The simple process of drafting that 2004 law permitted all the knives to come out. It was time for all the angry and ambitious agencies that felt they had suffered or chafed under the overseas coordinating authority of the CIA and its station chiefs to go after increased (if not total) autonomy in their overseas operations. If they could not get autonomy, they wanted to wrest control from the CIA as it was reflected in the role of the station chief. Clearly, what you see today in the tiff between the DNI and the CIA director is a reflection or continuation of that tussle.

All the agencies involved – State, Defense, the FBI, the National Security Agency and others – wanted and presumably still want to be either on top of the overseas intelligence collection effort, or at least free from domination by any other organization. None of those agencies agreed with the concept, as spelled out in the original National Security Acts of 1947 and 1949, that the intelligence community abroad had to speak with one voice and that that voice should belong to the only organization that was involved purely in clandestine intelligence operations: the Central Intelligence Agency.

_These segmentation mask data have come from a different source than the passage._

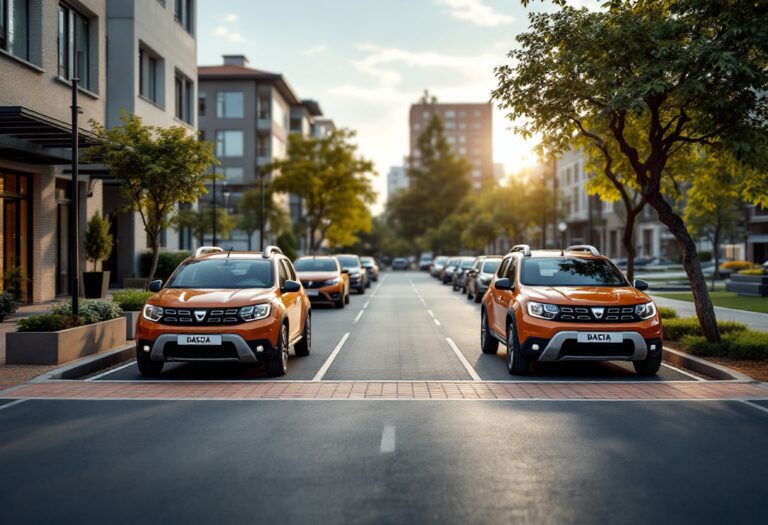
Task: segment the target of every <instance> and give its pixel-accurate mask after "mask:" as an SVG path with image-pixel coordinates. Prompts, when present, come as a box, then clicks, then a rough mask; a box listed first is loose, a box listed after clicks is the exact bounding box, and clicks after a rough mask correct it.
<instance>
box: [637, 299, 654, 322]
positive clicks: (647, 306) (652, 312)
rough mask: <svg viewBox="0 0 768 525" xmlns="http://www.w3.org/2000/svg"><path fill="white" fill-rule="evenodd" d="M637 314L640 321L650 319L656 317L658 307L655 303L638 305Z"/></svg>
mask: <svg viewBox="0 0 768 525" xmlns="http://www.w3.org/2000/svg"><path fill="white" fill-rule="evenodd" d="M635 313H636V314H637V316H638V317H639V318H640V319H650V318H651V317H653V316H654V315H656V305H655V304H653V302H650V303H645V304H638V305H637V306H635Z"/></svg>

If you strip away all the politics and petty jealousies, the problem is that there are activities and responsibilities that are best carried out by the CIA, which has been running successful clandestine human intelligence-collection operations for 60 years. They may not be perfect, but they are the best we have.

The other part of that operational collection process is the conduct of liaison with foreign intelligence services. That liaison is critical in today’s operations against terrorist organizations. Liaison services can and do operate highly effectively in environments where it is often extremely difficult for our officers to move unnoticed. Conducting liaison relationships requires the same level of experience and expertise that is demanded by collection operations.

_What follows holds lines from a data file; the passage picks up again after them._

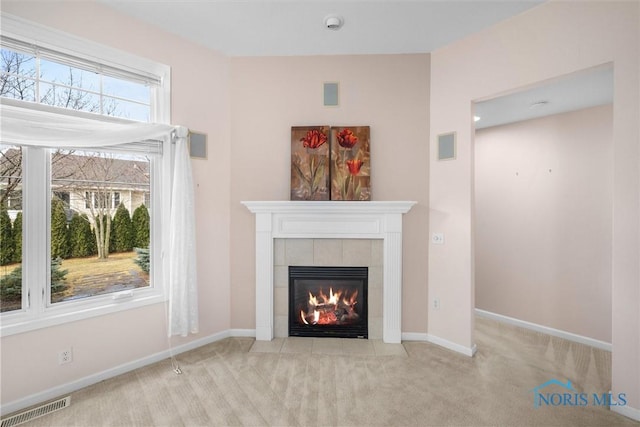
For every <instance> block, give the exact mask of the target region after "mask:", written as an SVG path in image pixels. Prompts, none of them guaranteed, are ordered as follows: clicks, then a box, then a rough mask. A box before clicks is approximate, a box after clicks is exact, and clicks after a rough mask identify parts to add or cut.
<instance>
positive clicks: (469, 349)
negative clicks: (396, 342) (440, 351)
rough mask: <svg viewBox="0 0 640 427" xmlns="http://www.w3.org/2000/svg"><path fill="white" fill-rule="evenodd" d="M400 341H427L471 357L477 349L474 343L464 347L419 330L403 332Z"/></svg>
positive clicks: (447, 348) (435, 344)
mask: <svg viewBox="0 0 640 427" xmlns="http://www.w3.org/2000/svg"><path fill="white" fill-rule="evenodd" d="M402 341H422V342H428V343H431V344H435V345H437V346H440V347H443V348H446V349H447V350H452V351H455V352H456V353H460V354H463V355H465V356H468V357H473V356H474V355H475V354H476V351H477V350H478V347H476V345H475V344H474V345H472V346H471V347H465V346H463V345H460V344H456V343H454V342H451V341H449V340H445V339H443V338H440V337H436V336H435V335H429V334H424V333H419V332H403V333H402Z"/></svg>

These activities require the best, most experienced clandestine collection personnel in the U.S. government. To vest responsibility for those activities anywhere else at a time when intelligence collection is often a matter of survival is sheer folly. To give an operationally naive DNI that responsibility is irresponsible. It’s just like the Cold War days, when most chiefs of station had been trained for World War II in the OSS. It didn’t work well then and it won’t work well now.

What the DNI can do perfectly effectively is run the intelligence community and the community’s analytical processes. Let them be responsible for the production of Intelligence Estimates. That is an important job that, to an outside observer, appears recently to have been poorly done, particularly in the run-up to the invasion of Iraq. What seems to have been missing is the ability or inclination to speak truth to power. To discharge that critical responsibility, the DNI will truly have to control the flow of analysis to the White House.

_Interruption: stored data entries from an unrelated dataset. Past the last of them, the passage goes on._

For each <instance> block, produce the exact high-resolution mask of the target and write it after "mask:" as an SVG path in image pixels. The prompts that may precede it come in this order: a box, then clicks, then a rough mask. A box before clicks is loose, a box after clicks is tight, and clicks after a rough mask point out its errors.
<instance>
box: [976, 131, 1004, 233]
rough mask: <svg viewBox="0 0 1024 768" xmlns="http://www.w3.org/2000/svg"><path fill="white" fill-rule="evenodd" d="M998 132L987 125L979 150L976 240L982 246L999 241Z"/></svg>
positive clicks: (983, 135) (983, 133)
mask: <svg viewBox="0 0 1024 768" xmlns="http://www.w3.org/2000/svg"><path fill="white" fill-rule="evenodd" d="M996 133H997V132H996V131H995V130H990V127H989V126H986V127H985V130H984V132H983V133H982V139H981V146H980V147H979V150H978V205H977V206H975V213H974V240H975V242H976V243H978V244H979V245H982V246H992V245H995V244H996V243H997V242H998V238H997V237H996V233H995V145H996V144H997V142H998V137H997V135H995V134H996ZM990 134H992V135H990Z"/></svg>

Of course, what is really needed here is a second look at the Intelligence Reform and Terrorism Prevention Act. Because of the pressures generated by 9/11 and the prejudices that existed at the time, it was poorly designed from the start and contains anomalies that need to be corrected. Given the extraordinary lack of interest in Washington, that probably won’t happen, but at very least the DNI needs to take himself and his growing number of troops out of the operational business.

Haviland Smith is a retired CIA station chief who served in East and West Europe and the Middle East, as chief of the counterterrorism staff and as executive assistant in the director’s office.